La révolution des médicaments génériques
Si les médicaments utiles vieillissent sans être remplacés par des médicaments autrement plus efficaces, alors, tôt ou tard, les génériques prendront le dessus, même si les industriels et les pouvoirs publics freinent des quatre fers. Ainsi, aux Etats-Unis, malgré tous les obstacles mis par les industriels du médicament, la place prise par les génériques ne cesse de grandir : ils sont passés, en vingt ans, de 20 % à 50 % du marché total. En France, tous les observateurs — et en premier lieu les analystes financiers — considèrent que l’année 2004 représentera un tournant : une part importante des grands médicaments va tomber dans le domaine public.
Si rien ne s’oppose à cette tendance, le changement sera gigantesque car les profits dégagés n’auront plus rien à voir avec ce qu’ils sont depuis quarante ou cinquante ans. Les marges brutes des laboratoires pharmaceutiques pourraient bien alors baisser de moitié. Certains signes montrent la gravité de la situation : en 2001, le laboratoire américain Lilly a perdu une part significative de sa valeur boursière quand les brevets du Prozac® sont tombés dans le domaine public. Aux États-Unis, les ventes des produits « princeps » peuvent s’effondrer de 80 % dès que des génériques apparaissent. Plusieurs mois avant la mise sur le marché de génériques, les grossistes vident en effet leurs stocks du produit princeps et cessent toute commande non indispensable.
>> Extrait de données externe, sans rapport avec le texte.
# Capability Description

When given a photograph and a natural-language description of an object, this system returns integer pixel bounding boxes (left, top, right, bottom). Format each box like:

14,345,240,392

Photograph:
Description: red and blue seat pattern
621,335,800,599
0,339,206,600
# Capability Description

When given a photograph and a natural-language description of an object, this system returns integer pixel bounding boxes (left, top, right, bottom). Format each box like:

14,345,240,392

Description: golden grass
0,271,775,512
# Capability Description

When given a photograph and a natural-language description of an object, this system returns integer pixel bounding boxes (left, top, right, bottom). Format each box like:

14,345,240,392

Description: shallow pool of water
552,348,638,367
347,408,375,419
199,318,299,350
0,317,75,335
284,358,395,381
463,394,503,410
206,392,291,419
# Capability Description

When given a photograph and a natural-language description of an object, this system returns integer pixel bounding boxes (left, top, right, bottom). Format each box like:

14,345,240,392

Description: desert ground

Or, les médicaments qui ne sont plus protégés par un brevet occupent déjà une place considérable (ce qui ne veut pas dire qu’il y ait toujours des génériques crédibles pour leur faire concurrence, je reviendrai sur les raisons de cette situation). Sur les vingt médicaments les plus consommés en France en 2002, dix-neuf sont « génériquables » : seul un antidépresseur (le Deroxat®) est encore protégé pour plusieurs années. Pire, la moyenne d’âge de ces médicaments est d’environ trente ans !
Si l’on considère les quinze premiers produits en chiffre d’affaires de chaque grand laboratoire mondial, on sera surpris de trouver à chaque fois un nombre considérable de médicaments qui ne sont plus protégés par un brevet (souvent plus de la moitié). Et sur la liste des quelque 270 médicaments indispensables élaborée par l’OMS, 265 sont génériquables. La composition de cette liste peut évidemment être contestée (comme l’a fait, par exemple, Médecins sans frontières), car certains médicaments n’y sont pas inclus justement pour des raisons économiques : ils sont trop chers. Cela a été le cas des trithérapies indispensables contre le sida. Il n’en reste pas moins que les génériques peuvent d’ores et déjà être considérés comme une menace majeure par tous les industriels du médicament et que les choses ne vont pas s’arranger dans les prochaines années.
Aussi la presse est-elle bien optimiste quand elle écrit, à la lumière de la liste des médicaments les plus vendus en France (publiée par la Caisse nationale d’assurance maladie), que « l’industrie pharmaceutique a de beaux jours devant elle ». C’est plutôt un vent de panique qui devrait souffler devant la fragilité de la situation que révèle cette liste. Et le même type de liste (qui serait toutefois constituée de médicaments très différents, chaque pays ayant ses préférences et ses habitudes thérapeutiques) pourrait être établi dans tous les pays de l’OCDE, qui représentent l’essentiel du marché pharmaceutique mondial.